The number of people financially struggling since the onset of the pandemic has doubled according to a recent Red C poll.
The research, carried out on behalf of the Society of St Vincent de Paul (SVP) found 17 per cent of people have cut back on how much they spend on essentials due to rising energy costs.
In addition, almost half of renters said they are worried about their ability to pay their rent over the next six months.
The poll, conducted last month and comparable to previous studies, found the number of people who said they are financially struggling increased from 9 per cent in 2020 to 18 per cent in January 2021.
Just shy of 40% of people said they have cut back on essential heating and electricity use due to soaring energy prices, while the 17 per cent figure represents those who have cut back on other essentials, such as food.
The depth of the difficulties currently facing many people in Ireland are highlighted in a new poll conducted by RED C for @SVP_Ireland. #costofsurving https://t.co/MZHhiYWMSK pic.twitter.com/OetoxQGoGI
— SVP - Ireland (@SVP_Ireland) February 10, 2022
Among unemployed people, 48 per cent have cut back on essential heating and electricity, while 61 per cent of renters (both private and local authority housing) have made the same cutbacks, and one quarter of this cohort have reduced spending on other essentials.
The research found almost 40 per cent are worried or quite worried about how they will meet energy costs and approximately 25 per cent said they worry about covering other expenses, such as rent and mortgage repayments.
These fears are particularly present among single parents, with 66 per cent worrying about covering energy costs, and 44 per cent worried about housing.

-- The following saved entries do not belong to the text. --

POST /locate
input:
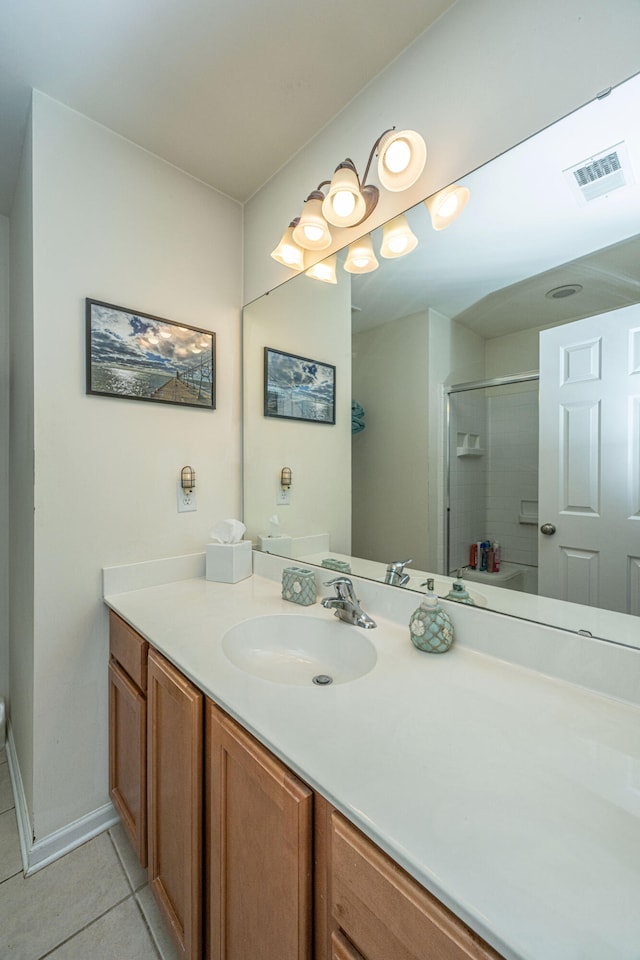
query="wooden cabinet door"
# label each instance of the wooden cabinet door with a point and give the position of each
(259, 849)
(384, 913)
(175, 802)
(128, 756)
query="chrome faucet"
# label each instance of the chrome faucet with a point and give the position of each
(395, 574)
(346, 605)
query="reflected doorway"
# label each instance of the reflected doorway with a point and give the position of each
(492, 483)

Overall, 9 per cent of renters said they are already behind on their rent and 29 per cent are worried they are facing eviction over the next six months.
The figures come as the Government is due to announce measures to ease the pressure caused by the rising cost of living.
A doubling of the €100 energy credit announced last year may be on the way, in addition to an extension of the Fuel Allowance season.
Minister for Public Expenditure Michael McGrath insisted Thursday's announcement will not be a 'mini-budget', but added the Government is aware of the need for intervention but must do so in a way which helped and did not make the situation worse by driving up inflation.
Ahead of the announcement, and in light of the Red C poll findings, SVP have called on the Government to "frontload available resources to households on fixed and low incomes through increases in core welfare payments", adding families with children should receive extra support.
The society also recommend a four-week extension to the Fuel Allowance season, the establishment of a discretionary fund to support households with extra living expenses and utility debt or costs, and the establishment of a renters arrears fund to prevent a rise in homelessness.
SVP also suggest increasing the Housing Assistance Payment (HAP) and Rent Supplement scheme "to end the practice of top-ups", and finally to monitor utility disconnection data and strengthen consumer protection measures.